Il plot è di quelli fatti per incuriosire: un barbone dal passato oscuro, ma capace di combattere, viene assoldato da un miliardario altrettanto misterioso. La sua missione è prevenire crimini grazie a un’abnorme connessione di milioni di telecamere sparse per il paese che memorizzano i dati di chi riprendono; ma siccome non tutto funziona per il verso giusto – e spiegarlo impiega nel pilot una decina di minuti – il ricco giustiziere ha bisogno di un braccio ben armato. Non è chiarissimo il retroscena del primo episodio, scritto dallo stesso Nolan e diretto da David Semel, quello che è chiaro è che lo show è una sorta di detective story dalle venature fantascientifiche – che ricordano Nemico pubblico di Scott e Minority Report di Spielberg – che non riesce a coinvolgere il pubblico in quello che dovrebbe essere il proprio nocciolo.
Aperto da una scena che pare presa da un film di Jason Bourne, l’episodio infatti pare perdersi tra vari influssi c’è la paranoia politica divisa tra realtà, con l’uso dell’11 settembre come chiave di volta dei personaggi, e invenzione (il “Grande fratello” creato da Finch è un parecchio macchinoso), c’è il dramma umano con due personaggi tormentati dal rimorso, e quello di Reese è avvolto da un mistero che i brevissimi flashback riveleranno e che c’entrano con la sua donna, per finire con il drama procedurale, il caso della settimana che nel pilota è quello di un avvocato invischiato nella trama losca di un suo cliente che non si capisce se sarà vittima o carnefice. Purtroppo, questi tre filoni non arrivano mai a fondersi insieme e la serie si trova con poco intreccio, non troppa suspense, qualche tempo morto di troppo.

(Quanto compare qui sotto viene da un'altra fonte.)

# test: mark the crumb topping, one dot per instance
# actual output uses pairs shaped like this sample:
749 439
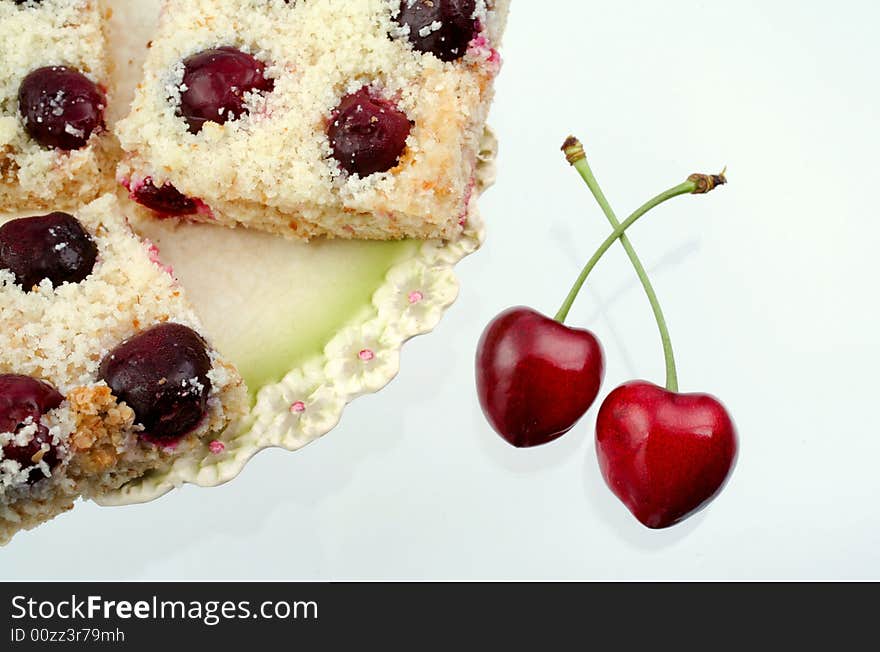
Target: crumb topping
278 154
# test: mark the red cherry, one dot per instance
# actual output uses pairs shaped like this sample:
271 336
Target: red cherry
536 378
368 133
61 108
162 374
215 83
665 455
25 400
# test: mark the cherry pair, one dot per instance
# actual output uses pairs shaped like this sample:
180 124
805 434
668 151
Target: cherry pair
666 455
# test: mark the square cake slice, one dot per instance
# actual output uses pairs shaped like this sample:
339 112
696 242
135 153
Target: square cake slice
54 148
340 118
104 373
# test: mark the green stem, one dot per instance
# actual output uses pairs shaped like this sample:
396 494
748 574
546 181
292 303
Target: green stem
619 232
696 184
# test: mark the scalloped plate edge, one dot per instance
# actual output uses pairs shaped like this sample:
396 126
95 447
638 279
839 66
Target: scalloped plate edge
361 359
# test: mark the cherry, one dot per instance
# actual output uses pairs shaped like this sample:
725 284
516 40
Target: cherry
24 400
443 28
166 199
665 455
54 247
367 133
162 374
61 107
215 83
536 377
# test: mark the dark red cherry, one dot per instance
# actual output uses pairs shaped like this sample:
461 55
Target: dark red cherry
536 378
443 28
162 374
215 83
61 107
368 134
665 455
54 247
23 401
166 199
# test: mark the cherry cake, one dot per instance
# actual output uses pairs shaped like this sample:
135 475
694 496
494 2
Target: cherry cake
339 118
54 146
104 373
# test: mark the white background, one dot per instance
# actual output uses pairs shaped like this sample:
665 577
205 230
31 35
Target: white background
769 286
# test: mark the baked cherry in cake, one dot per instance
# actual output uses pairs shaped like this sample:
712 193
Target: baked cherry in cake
165 200
54 247
368 133
443 28
162 374
24 401
215 83
61 107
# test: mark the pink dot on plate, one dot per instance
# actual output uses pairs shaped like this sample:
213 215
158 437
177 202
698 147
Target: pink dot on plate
298 408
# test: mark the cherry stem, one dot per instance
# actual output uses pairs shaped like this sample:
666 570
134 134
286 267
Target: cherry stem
696 184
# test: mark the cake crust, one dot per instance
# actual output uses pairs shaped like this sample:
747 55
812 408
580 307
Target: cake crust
61 335
36 35
273 169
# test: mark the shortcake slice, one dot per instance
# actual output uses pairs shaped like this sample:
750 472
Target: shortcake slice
55 149
105 374
340 118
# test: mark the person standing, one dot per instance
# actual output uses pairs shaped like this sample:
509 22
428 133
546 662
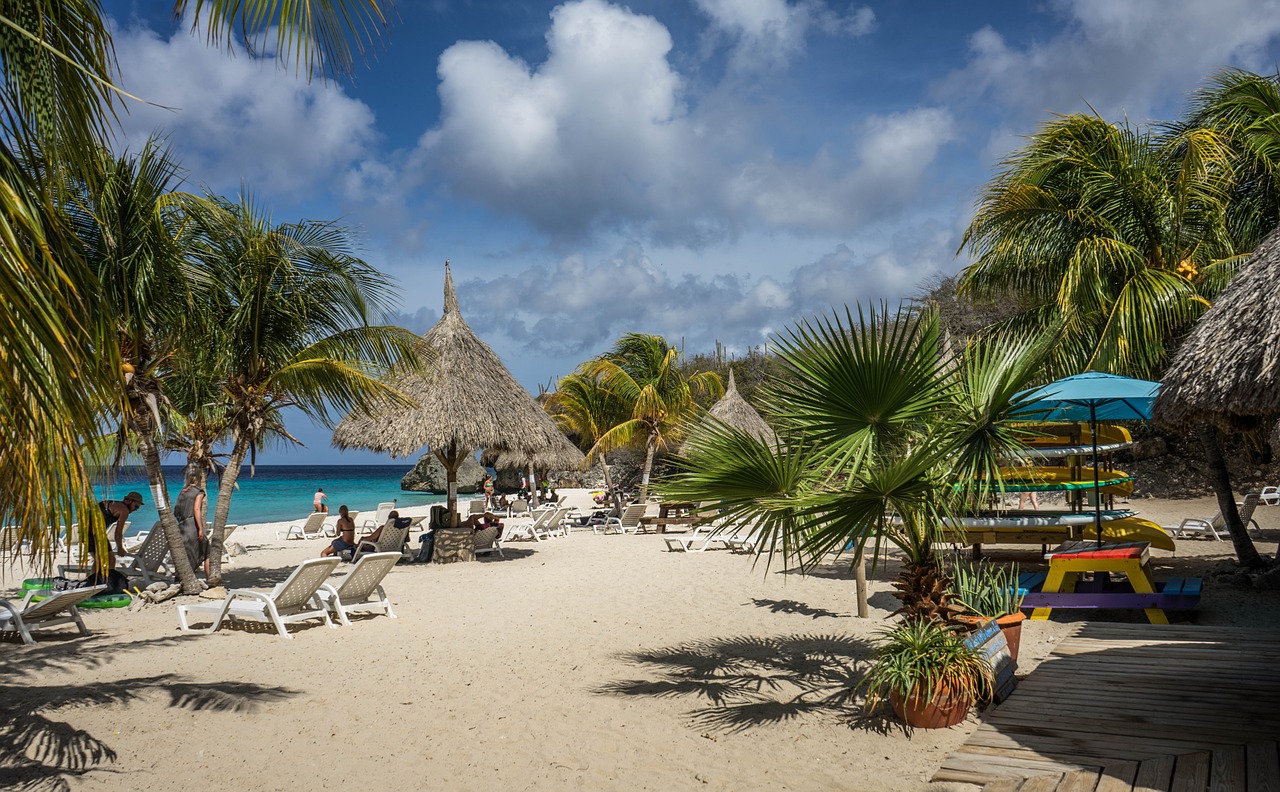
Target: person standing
190 512
115 512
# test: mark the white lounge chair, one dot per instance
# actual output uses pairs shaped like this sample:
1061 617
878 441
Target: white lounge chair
293 600
56 608
629 521
1215 526
311 529
361 591
391 540
379 518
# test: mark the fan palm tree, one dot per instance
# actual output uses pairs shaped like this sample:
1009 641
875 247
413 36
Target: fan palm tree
59 365
296 310
584 407
1116 234
881 442
644 372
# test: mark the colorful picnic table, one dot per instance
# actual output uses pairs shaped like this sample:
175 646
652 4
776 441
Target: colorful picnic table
1075 558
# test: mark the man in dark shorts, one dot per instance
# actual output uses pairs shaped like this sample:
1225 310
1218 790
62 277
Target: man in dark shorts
115 512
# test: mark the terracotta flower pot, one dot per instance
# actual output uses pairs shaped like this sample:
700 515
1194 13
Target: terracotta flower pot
945 709
1009 625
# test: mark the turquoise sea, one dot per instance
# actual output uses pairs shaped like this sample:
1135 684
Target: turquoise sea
279 491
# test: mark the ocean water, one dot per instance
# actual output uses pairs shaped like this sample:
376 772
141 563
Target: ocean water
278 491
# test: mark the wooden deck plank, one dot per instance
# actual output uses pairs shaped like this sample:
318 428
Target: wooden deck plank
1153 774
1228 770
1262 767
1191 773
1130 706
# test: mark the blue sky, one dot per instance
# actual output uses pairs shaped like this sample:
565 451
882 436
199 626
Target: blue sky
711 170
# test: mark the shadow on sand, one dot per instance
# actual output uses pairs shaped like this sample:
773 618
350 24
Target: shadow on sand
754 681
40 752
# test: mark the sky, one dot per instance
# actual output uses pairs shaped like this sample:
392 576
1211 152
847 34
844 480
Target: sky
708 170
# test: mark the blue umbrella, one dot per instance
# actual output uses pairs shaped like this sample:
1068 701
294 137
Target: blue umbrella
1089 397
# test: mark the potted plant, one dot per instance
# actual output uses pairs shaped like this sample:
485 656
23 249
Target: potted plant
927 673
990 591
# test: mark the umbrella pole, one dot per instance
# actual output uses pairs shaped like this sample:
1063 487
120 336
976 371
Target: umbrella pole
1097 493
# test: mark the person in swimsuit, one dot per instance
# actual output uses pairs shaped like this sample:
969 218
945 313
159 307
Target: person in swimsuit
346 541
115 512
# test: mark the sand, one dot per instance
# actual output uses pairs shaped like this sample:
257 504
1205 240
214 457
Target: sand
595 662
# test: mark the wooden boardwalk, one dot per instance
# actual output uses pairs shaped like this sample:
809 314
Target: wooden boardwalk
1136 706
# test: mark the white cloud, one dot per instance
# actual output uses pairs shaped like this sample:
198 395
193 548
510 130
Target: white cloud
602 136
237 118
1120 58
768 33
574 308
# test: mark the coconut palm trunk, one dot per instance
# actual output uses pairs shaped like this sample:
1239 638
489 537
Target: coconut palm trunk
225 488
650 448
144 425
1244 550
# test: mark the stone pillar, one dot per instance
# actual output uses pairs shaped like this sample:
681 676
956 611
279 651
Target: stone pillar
453 544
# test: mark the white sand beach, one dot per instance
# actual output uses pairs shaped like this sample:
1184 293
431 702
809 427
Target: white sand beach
595 662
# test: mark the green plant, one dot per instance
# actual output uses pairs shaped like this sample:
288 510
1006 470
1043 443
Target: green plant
986 589
919 658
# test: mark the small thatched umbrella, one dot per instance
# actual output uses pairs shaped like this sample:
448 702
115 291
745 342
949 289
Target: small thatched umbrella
739 413
1226 374
467 401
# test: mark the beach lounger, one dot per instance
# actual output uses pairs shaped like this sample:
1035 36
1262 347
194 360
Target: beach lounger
293 600
311 529
1216 525
56 608
361 591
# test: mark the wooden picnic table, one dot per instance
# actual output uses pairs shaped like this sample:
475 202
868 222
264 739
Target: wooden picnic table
1073 559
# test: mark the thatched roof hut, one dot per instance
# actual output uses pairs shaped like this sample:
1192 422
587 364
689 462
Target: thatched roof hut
739 413
467 401
1228 370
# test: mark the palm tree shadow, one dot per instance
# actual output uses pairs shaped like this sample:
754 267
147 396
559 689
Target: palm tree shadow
755 681
41 752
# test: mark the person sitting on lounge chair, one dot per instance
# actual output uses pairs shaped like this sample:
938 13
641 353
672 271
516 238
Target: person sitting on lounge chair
346 541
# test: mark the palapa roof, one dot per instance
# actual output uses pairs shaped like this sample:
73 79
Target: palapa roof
466 399
1228 370
739 413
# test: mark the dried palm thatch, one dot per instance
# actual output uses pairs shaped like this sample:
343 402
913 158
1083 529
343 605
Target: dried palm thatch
739 413
1228 370
467 401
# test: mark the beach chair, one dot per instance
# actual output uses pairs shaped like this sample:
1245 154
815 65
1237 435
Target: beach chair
379 517
487 541
1216 525
391 540
293 600
629 521
311 529
361 591
56 608
1270 495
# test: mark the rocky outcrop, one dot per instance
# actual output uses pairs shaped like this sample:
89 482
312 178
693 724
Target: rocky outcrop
429 476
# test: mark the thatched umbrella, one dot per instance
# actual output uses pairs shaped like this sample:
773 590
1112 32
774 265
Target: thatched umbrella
1226 374
739 413
467 401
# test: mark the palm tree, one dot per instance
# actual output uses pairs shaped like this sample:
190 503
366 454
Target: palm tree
59 365
1114 233
584 407
644 372
126 220
882 439
296 310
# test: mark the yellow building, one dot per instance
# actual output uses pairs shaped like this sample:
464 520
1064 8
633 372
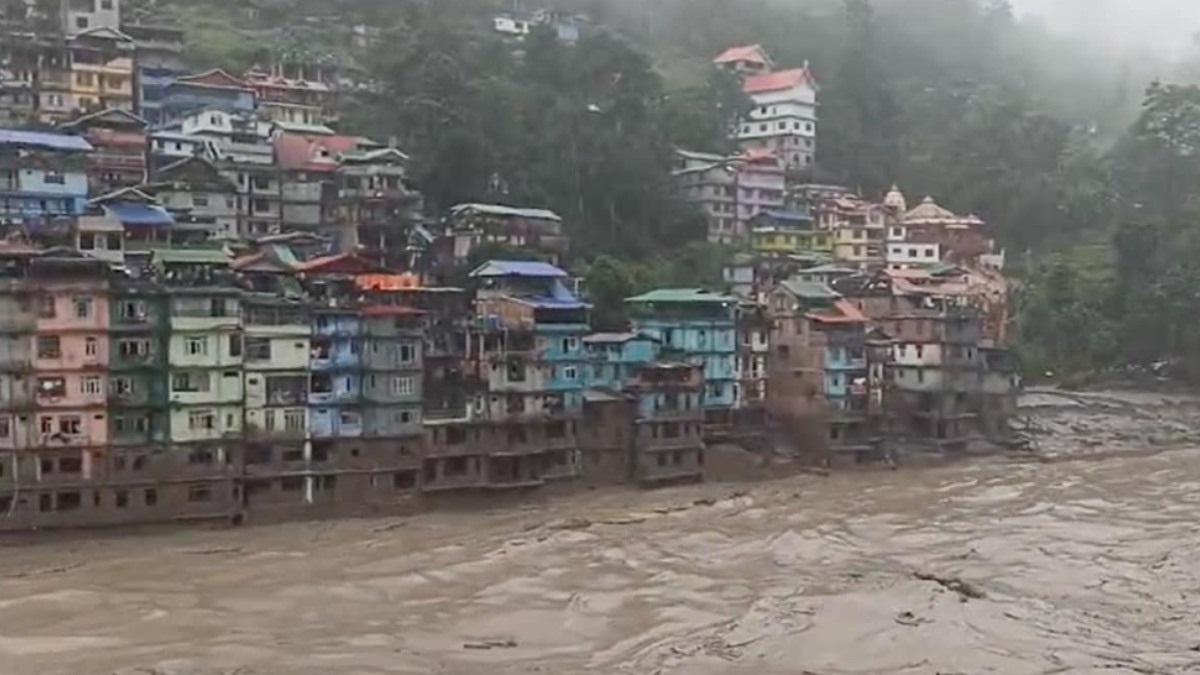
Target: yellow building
787 233
101 75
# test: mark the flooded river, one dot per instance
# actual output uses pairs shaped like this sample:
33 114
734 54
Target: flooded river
1002 567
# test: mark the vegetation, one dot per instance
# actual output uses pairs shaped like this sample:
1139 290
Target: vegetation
1039 136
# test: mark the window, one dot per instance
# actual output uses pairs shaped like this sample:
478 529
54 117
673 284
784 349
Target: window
202 420
293 420
197 346
190 382
90 386
199 494
49 347
258 348
402 386
53 387
71 425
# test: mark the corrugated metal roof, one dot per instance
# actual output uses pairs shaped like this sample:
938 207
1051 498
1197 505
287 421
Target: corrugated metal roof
139 214
499 210
682 296
519 268
809 290
191 256
48 141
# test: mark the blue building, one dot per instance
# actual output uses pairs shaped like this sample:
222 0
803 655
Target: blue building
615 358
697 327
528 346
43 178
335 390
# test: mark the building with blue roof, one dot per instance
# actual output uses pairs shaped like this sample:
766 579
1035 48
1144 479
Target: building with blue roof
43 179
696 327
527 345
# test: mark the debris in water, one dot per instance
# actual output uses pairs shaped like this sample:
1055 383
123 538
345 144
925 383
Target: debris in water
491 645
964 589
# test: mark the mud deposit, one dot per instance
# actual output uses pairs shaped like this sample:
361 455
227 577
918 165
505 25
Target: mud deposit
996 566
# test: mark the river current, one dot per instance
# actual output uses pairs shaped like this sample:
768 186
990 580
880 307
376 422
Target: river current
1079 567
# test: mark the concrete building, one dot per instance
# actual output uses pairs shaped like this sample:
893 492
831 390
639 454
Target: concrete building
670 423
784 118
101 71
43 179
531 352
157 61
697 327
119 142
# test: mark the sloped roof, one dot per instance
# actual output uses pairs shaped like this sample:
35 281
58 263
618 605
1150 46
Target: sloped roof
501 210
809 290
778 81
63 142
753 53
215 77
301 151
517 268
191 256
696 296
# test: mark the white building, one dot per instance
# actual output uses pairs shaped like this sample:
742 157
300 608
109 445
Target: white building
784 118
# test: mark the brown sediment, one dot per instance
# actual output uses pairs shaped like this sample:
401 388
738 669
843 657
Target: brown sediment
984 567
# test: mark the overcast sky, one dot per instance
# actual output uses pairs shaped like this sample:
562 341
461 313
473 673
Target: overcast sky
1165 25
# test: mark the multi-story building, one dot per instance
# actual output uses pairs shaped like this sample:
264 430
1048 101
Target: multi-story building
84 16
101 71
210 90
157 63
697 327
119 138
309 166
393 374
670 423
43 179
534 230
198 196
858 227
531 353
138 411
731 190
204 357
294 94
376 202
69 420
786 233
784 117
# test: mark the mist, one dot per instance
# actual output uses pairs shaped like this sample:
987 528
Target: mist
1163 27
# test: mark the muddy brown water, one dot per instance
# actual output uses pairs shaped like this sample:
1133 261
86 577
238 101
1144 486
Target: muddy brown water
1084 566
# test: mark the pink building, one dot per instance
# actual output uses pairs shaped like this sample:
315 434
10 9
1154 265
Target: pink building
69 429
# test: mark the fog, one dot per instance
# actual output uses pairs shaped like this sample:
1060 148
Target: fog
1165 27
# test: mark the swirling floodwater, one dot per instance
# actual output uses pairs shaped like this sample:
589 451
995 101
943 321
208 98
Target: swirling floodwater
989 567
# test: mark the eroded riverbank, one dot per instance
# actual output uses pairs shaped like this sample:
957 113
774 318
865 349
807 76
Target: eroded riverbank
1072 567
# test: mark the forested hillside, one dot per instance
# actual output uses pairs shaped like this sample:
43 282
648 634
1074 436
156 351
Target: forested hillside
1085 179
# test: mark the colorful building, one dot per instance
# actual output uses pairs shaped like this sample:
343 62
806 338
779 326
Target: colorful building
697 327
43 179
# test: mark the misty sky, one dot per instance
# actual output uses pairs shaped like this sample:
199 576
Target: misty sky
1165 25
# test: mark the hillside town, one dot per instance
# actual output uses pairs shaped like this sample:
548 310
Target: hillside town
216 306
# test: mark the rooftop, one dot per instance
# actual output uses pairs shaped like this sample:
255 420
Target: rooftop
45 141
517 268
695 296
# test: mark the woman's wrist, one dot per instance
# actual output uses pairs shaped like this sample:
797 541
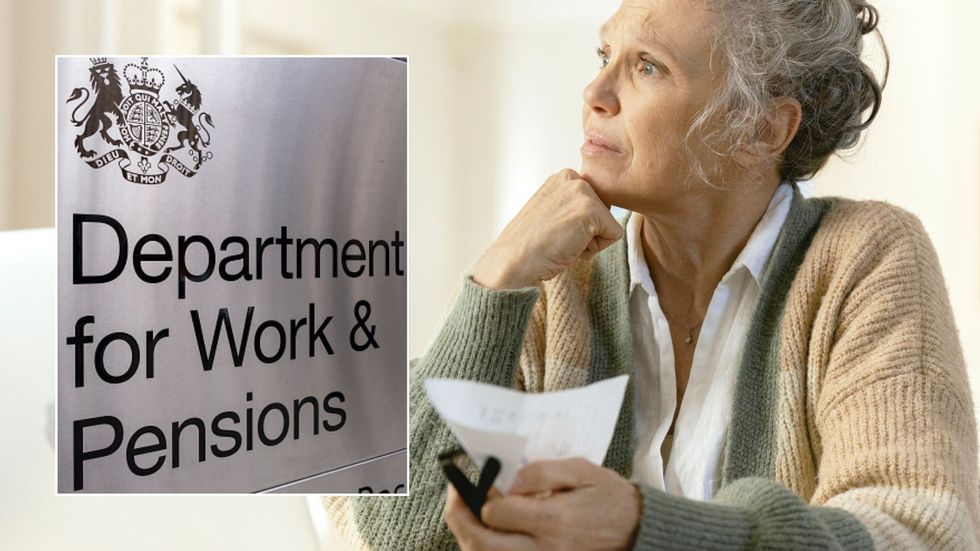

In compenso, c’è un bel finale grazie alla regia di Semel, bravo a supplire alle incertezze dello script: più che altro è curioso notare come, dopo un periodo a cavallo tra i ’90 e il 2000 in cui le serie tv hanno rivoluzionato la narrazione televisiva, si sia ripiegato a un atteggiamento – e a storie – che ricordano gli anni ’80, come quella del ricco e del giovane che devono raddrizzare torti (Hardcastle & McCormick o Un giustiziere a New York), con storie auto-conclusive e pochi spunti di riflessione. Ci si può giocare con ironia, come fa Burn Notice, oppure accontentarsi, sperando che i successivi episodi migliorino.